Great analogies. I agree that lbs./vines is a fairly useless figure and that is probably why most speak in tons/acre. I would also challenge the notion that less is always more in terms of quality. Obviously hanging to much fruit is a bad thing, but I believe too little has its disadvantages as well. Too little fruit will ripen earlier depriving hang time and potentially pulling harvest into a hotter part of the season. Here in Sonoma County, this can be the difference between harvest over the Labor Day heat spike vs. later in September when things begin to cool down. Too light can also lead to maturity lagging sugar leaving you with unripe grapes at sugar levels you want to pick at. Of course if you take ripeness to the extreme, maybe you need a light crop to make sure the vine can get to the high sugars you are seeking. So factors on yield are many - soil, climate, varietal, stylistic goals, vine age, more I’m sure.
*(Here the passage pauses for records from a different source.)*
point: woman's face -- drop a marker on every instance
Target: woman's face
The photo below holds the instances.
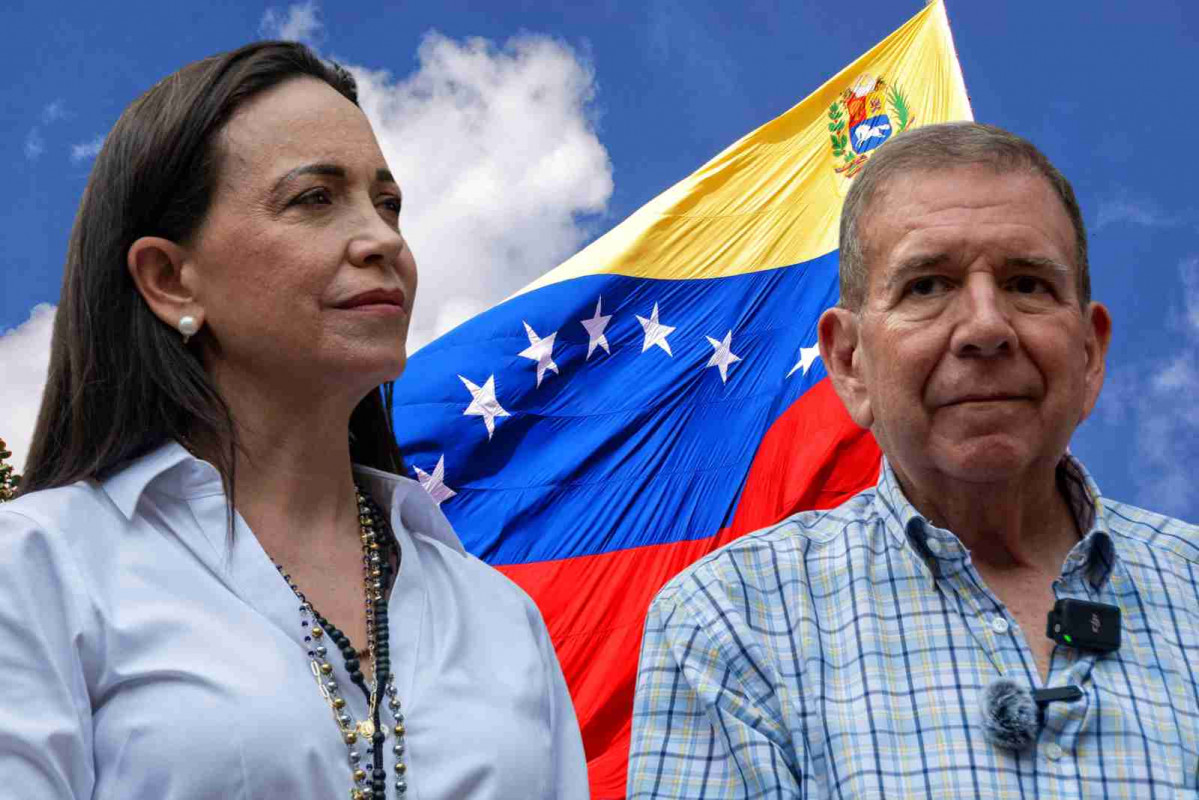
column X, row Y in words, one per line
column 303, row 218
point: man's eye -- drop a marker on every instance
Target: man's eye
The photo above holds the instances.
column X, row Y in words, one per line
column 314, row 197
column 1028, row 284
column 927, row 286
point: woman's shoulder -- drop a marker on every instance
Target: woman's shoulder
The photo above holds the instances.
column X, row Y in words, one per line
column 440, row 548
column 59, row 509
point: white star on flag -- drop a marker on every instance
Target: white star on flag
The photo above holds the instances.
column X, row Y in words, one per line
column 595, row 331
column 723, row 355
column 434, row 483
column 483, row 403
column 540, row 350
column 807, row 355
column 655, row 332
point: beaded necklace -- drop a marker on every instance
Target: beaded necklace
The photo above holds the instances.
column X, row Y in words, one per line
column 377, row 573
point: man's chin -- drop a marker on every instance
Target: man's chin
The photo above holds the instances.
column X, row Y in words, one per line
column 998, row 458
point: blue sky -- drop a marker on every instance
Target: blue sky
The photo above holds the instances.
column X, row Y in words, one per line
column 632, row 97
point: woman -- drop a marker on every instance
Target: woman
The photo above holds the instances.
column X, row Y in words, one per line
column 212, row 583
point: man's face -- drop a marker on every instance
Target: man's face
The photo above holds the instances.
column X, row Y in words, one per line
column 971, row 358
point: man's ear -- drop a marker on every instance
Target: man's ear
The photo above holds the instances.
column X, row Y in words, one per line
column 1098, row 337
column 161, row 274
column 839, row 337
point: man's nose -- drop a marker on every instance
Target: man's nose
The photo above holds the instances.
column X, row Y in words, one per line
column 984, row 326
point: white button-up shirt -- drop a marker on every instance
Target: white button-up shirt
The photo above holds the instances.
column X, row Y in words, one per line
column 140, row 657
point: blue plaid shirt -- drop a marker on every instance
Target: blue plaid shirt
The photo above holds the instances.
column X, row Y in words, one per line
column 842, row 654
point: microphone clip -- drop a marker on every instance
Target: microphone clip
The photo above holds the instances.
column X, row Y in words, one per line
column 1084, row 625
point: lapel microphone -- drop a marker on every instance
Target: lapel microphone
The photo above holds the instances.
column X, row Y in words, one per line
column 1012, row 714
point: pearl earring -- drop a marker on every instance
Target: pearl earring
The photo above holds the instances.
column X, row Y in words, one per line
column 187, row 326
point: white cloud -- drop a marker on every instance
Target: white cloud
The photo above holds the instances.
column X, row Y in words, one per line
column 35, row 145
column 35, row 140
column 1144, row 211
column 1161, row 400
column 299, row 23
column 86, row 150
column 55, row 110
column 496, row 155
column 25, row 355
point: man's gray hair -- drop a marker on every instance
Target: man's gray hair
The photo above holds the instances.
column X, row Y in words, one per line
column 935, row 148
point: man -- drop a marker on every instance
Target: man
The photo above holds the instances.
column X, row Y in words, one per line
column 847, row 653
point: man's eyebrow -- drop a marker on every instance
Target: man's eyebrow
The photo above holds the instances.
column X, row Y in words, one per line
column 1043, row 264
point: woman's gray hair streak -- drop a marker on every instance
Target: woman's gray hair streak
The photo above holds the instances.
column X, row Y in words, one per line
column 937, row 148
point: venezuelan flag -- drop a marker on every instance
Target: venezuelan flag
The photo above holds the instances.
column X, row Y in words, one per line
column 661, row 392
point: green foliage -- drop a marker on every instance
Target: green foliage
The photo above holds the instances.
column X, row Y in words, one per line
column 8, row 481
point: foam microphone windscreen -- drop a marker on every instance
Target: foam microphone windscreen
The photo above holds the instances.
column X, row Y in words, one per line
column 1008, row 714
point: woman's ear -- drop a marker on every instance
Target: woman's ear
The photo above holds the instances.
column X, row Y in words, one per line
column 839, row 336
column 163, row 277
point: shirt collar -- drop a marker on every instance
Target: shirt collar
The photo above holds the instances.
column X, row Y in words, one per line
column 409, row 504
column 943, row 551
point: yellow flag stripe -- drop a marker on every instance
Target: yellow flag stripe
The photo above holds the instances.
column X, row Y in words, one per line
column 773, row 197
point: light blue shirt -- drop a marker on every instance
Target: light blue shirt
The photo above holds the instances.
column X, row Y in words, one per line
column 842, row 654
column 140, row 659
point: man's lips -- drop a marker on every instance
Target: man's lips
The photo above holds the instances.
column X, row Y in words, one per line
column 984, row 398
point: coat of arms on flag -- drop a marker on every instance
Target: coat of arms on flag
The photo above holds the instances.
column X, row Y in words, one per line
column 661, row 392
column 866, row 115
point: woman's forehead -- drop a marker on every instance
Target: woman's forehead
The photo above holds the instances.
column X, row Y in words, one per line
column 300, row 120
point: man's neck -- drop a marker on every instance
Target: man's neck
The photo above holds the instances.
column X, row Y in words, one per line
column 1011, row 525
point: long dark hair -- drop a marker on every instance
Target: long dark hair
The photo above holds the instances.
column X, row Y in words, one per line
column 121, row 383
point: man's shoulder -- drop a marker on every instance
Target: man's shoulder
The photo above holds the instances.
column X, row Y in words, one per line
column 1163, row 534
column 782, row 549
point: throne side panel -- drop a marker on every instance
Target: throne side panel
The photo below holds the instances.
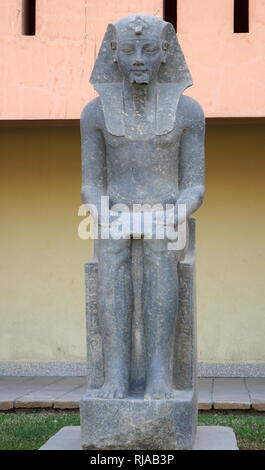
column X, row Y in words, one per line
column 93, row 334
column 185, row 354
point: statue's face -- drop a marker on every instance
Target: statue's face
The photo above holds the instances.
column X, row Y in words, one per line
column 139, row 59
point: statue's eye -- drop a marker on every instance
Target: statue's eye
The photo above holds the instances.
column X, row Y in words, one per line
column 127, row 49
column 151, row 49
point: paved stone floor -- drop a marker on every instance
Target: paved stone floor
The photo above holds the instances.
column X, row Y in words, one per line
column 65, row 393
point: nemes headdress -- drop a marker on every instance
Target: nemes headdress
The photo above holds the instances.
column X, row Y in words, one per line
column 173, row 76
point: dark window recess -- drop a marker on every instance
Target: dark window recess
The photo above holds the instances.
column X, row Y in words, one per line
column 241, row 16
column 170, row 12
column 29, row 17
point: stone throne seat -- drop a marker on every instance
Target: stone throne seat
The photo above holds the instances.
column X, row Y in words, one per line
column 146, row 424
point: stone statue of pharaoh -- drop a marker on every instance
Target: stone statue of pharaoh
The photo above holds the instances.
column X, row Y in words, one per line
column 142, row 144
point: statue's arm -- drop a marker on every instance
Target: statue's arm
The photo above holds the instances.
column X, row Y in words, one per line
column 191, row 158
column 93, row 157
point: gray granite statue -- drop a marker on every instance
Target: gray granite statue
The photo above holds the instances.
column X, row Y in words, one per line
column 142, row 147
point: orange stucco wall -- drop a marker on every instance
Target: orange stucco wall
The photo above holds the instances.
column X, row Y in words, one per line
column 46, row 76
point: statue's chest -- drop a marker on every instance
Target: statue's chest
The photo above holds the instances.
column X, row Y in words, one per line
column 135, row 141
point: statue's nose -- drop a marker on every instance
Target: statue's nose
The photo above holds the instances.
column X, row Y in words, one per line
column 138, row 59
column 138, row 62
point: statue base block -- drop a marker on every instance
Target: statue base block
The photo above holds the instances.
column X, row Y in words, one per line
column 207, row 438
column 135, row 423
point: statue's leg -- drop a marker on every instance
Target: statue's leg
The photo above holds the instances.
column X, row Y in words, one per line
column 115, row 304
column 160, row 303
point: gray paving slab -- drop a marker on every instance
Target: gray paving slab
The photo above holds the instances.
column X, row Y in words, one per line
column 70, row 399
column 256, row 388
column 12, row 390
column 230, row 394
column 205, row 393
column 45, row 396
column 207, row 438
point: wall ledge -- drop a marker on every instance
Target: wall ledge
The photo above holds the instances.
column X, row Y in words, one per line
column 79, row 369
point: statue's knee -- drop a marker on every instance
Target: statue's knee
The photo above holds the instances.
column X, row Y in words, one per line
column 155, row 248
column 115, row 251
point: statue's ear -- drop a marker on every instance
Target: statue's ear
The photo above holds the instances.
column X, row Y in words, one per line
column 105, row 70
column 165, row 45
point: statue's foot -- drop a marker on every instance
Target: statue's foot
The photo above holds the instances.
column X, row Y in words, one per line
column 108, row 391
column 159, row 389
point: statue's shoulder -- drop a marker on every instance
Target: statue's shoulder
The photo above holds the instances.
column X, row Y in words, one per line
column 92, row 113
column 190, row 111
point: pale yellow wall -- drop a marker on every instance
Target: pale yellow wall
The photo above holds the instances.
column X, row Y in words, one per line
column 41, row 265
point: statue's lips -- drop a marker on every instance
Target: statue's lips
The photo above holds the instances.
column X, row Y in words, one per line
column 139, row 72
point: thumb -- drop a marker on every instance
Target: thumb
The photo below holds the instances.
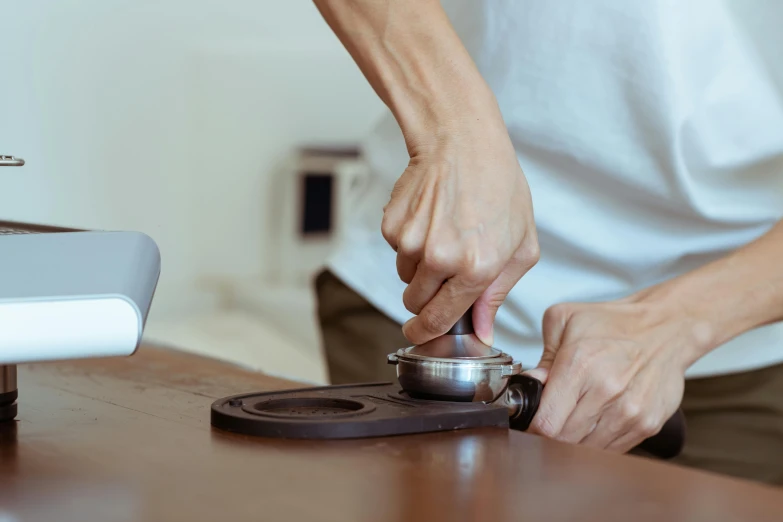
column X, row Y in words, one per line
column 554, row 324
column 541, row 372
column 486, row 307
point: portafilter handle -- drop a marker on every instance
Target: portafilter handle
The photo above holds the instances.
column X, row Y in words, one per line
column 523, row 395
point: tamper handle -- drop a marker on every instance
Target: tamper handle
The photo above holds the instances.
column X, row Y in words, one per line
column 464, row 325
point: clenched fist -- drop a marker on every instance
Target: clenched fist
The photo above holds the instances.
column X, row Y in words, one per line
column 461, row 221
column 614, row 371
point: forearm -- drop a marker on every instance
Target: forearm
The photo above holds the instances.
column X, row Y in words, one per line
column 730, row 296
column 415, row 62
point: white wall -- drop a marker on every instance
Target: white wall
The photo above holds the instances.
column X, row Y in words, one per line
column 169, row 117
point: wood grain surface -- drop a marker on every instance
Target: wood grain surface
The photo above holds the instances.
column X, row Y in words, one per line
column 130, row 439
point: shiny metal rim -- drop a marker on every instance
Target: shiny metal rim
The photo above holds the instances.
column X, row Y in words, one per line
column 500, row 361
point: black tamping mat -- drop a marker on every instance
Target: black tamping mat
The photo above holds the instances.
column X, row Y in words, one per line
column 346, row 412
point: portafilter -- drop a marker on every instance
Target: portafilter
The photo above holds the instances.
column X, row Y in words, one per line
column 459, row 367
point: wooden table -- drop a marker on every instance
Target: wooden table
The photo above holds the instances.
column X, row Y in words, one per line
column 130, row 439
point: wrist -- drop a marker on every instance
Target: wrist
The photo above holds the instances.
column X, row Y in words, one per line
column 676, row 303
column 453, row 104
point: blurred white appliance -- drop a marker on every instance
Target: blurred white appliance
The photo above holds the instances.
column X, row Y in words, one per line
column 69, row 294
column 319, row 187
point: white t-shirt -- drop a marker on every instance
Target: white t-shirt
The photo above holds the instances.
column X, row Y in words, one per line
column 651, row 134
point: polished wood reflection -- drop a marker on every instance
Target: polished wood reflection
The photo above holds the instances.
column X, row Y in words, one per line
column 130, row 439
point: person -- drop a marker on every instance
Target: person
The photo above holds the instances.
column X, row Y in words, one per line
column 603, row 182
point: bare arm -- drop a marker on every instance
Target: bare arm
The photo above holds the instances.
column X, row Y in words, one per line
column 460, row 217
column 615, row 370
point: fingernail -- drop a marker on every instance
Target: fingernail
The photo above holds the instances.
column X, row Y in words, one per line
column 538, row 373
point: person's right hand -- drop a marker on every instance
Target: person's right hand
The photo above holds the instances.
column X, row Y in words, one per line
column 461, row 221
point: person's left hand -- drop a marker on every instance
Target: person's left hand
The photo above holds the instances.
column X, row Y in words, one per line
column 614, row 371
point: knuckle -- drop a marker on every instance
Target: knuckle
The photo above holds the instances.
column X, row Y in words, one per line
column 410, row 303
column 407, row 243
column 632, row 410
column 610, row 387
column 479, row 268
column 439, row 258
column 543, row 426
column 389, row 230
column 556, row 314
column 529, row 253
column 648, row 425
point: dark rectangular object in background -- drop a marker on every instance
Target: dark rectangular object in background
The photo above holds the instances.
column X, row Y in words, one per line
column 317, row 203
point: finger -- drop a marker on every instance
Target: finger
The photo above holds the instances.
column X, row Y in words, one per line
column 602, row 433
column 406, row 268
column 617, row 422
column 584, row 419
column 554, row 324
column 486, row 308
column 423, row 287
column 558, row 400
column 644, row 428
column 441, row 312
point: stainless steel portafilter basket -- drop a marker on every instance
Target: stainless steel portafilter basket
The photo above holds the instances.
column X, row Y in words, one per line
column 458, row 367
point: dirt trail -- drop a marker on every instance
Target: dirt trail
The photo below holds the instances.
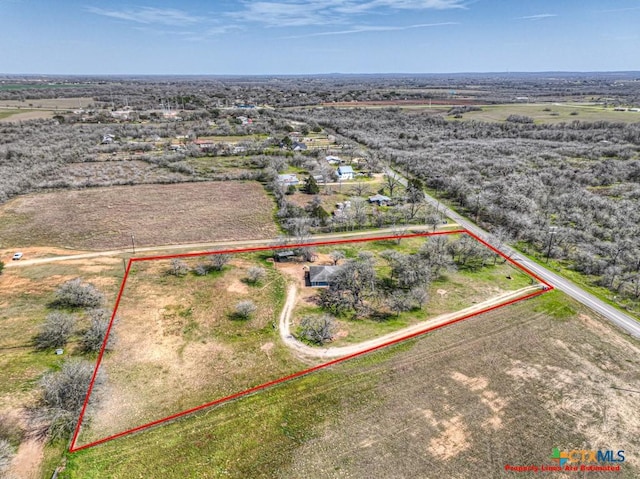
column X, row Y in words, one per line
column 336, row 352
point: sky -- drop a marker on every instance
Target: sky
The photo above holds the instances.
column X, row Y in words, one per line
column 271, row 37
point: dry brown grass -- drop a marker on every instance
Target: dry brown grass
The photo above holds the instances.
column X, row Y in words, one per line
column 104, row 218
column 504, row 388
column 49, row 103
column 178, row 345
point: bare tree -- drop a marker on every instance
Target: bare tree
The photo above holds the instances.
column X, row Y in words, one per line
column 336, row 256
column 245, row 309
column 317, row 329
column 63, row 394
column 398, row 302
column 74, row 293
column 93, row 338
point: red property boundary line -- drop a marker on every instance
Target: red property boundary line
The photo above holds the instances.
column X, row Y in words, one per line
column 73, row 448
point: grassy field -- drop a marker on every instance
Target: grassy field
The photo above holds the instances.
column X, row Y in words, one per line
column 48, row 103
column 551, row 113
column 452, row 292
column 8, row 113
column 504, row 388
column 102, row 218
column 178, row 340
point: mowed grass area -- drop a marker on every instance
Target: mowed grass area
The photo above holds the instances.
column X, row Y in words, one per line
column 104, row 218
column 8, row 113
column 179, row 344
column 551, row 113
column 503, row 388
column 452, row 291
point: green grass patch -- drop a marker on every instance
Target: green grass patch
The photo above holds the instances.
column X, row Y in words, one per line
column 9, row 113
column 555, row 305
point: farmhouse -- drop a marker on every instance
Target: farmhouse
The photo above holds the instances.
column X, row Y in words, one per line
column 281, row 256
column 320, row 276
column 345, row 173
column 288, row 179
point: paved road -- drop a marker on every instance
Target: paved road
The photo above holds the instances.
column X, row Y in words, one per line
column 624, row 321
column 212, row 246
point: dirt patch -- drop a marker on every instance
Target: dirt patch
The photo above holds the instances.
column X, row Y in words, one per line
column 452, row 440
column 105, row 218
column 28, row 460
column 474, row 384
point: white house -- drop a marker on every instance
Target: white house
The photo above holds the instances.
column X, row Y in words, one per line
column 288, row 179
column 345, row 173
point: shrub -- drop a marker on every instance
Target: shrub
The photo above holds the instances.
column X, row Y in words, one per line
column 55, row 331
column 178, row 268
column 92, row 340
column 317, row 329
column 76, row 294
column 256, row 274
column 244, row 309
column 63, row 394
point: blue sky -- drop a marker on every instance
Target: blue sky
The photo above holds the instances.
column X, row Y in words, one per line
column 315, row 36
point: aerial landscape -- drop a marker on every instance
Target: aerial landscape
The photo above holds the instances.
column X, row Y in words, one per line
column 294, row 239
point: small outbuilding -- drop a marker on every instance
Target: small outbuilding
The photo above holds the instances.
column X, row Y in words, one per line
column 320, row 276
column 380, row 200
column 345, row 173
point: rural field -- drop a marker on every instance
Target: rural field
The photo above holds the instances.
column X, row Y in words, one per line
column 25, row 301
column 178, row 337
column 104, row 218
column 503, row 388
column 552, row 113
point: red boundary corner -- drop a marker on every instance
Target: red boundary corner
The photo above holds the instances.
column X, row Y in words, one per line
column 73, row 448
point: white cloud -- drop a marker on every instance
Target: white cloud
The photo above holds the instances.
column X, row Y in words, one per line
column 148, row 15
column 374, row 28
column 540, row 16
column 287, row 13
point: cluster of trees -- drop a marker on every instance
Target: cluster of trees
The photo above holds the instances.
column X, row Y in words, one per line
column 60, row 325
column 63, row 391
column 357, row 287
column 569, row 190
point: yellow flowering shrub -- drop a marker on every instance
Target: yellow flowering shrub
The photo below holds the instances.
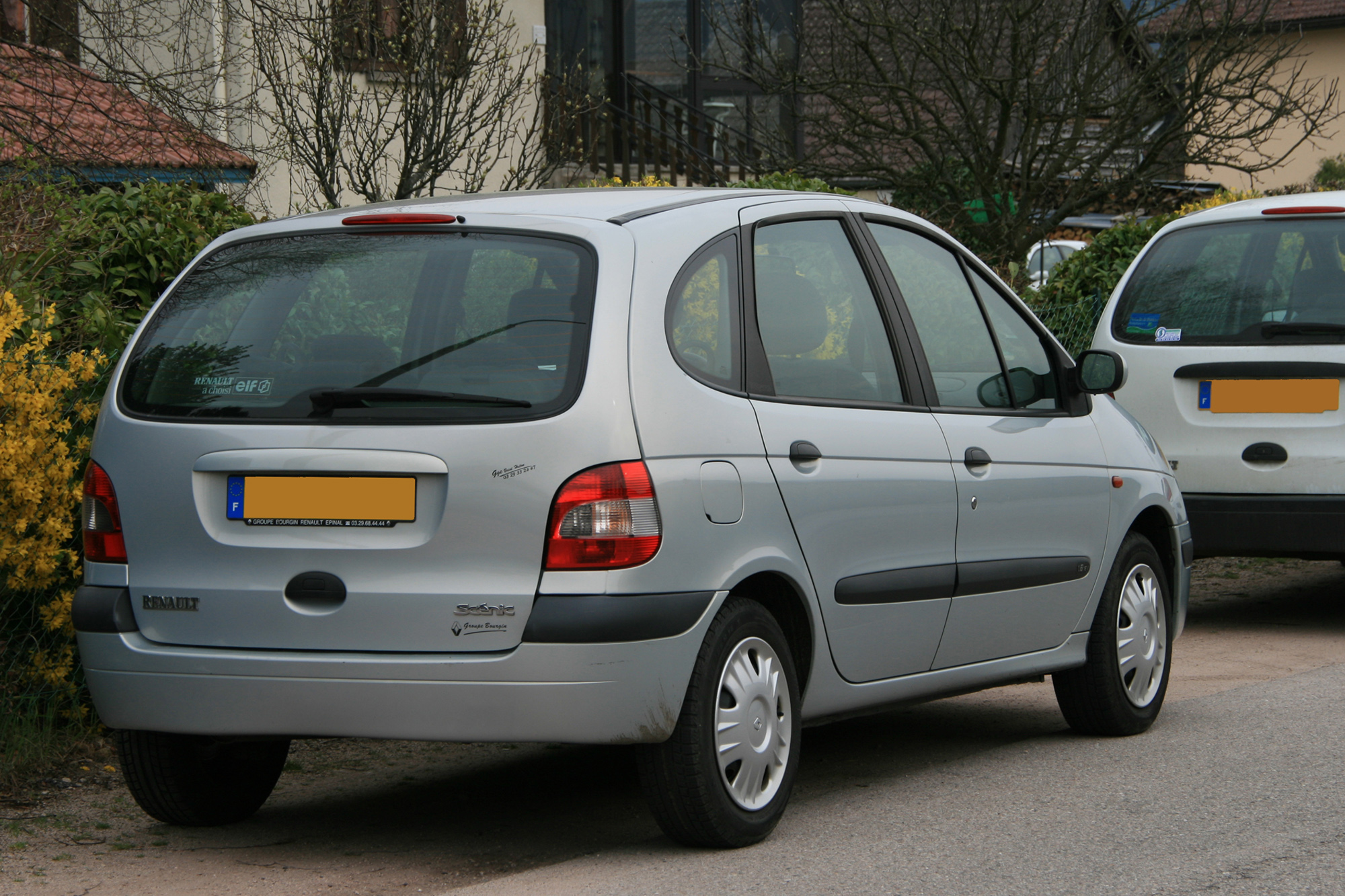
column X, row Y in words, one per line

IMG_20181004_085959238.jpg
Here’s a cropped pic of my stepson’s Grenache at Dark Horse in Talmage. Many of the clusters are the size of small cantelopes. Compare this to some of my clone 943 Pinot that are about tennis ball sized. The pounds per vine is way too vague. I don’t mind the pounds per foot of cordon, but canopy size and fruit-to-leaf ratio is another thing I use.

You might enjoy reading “Terroir and Other Myths of Winegrowing” by Mark A. Matthews. About a third of the book is dedicated to the “myth” of the importance of yield, the genealogies behind the common beliefs about different yield metrics people focus on, etc. My take away was that yield (any way you measure it) is pretty unimportant until you have too much fruit on the vine that it stalls ripening–this will vary greatly from variety to variety and site to site.

Mark Matthews was my faculty adviser in graduate school as it happens.

There is currently a very interesting multi-year study going on at the Oakville station on the source-sink relationship. I think a fair summary of what it has shown so far is that yield within the range they can actually produce there is irrelevant. They can start to affect ripening dynamics only when they remove about 2/3 of the leaves on the plant.

I believe that pounds of fruit per foot of trellis works really well, within each varietal. Because no matter your vine density, one thing holds true… on each vine the spurs are 3-4 inches apart. So whether in a row you have 3 foot vines or 6 foot vines, your pounds per vine may be 2x as high in the 6 foot spacing than the 3 foot spacing, but per foot of trellis, the same.

The only thing I can say with certainty to me is “tons per acre” is a useless measurement.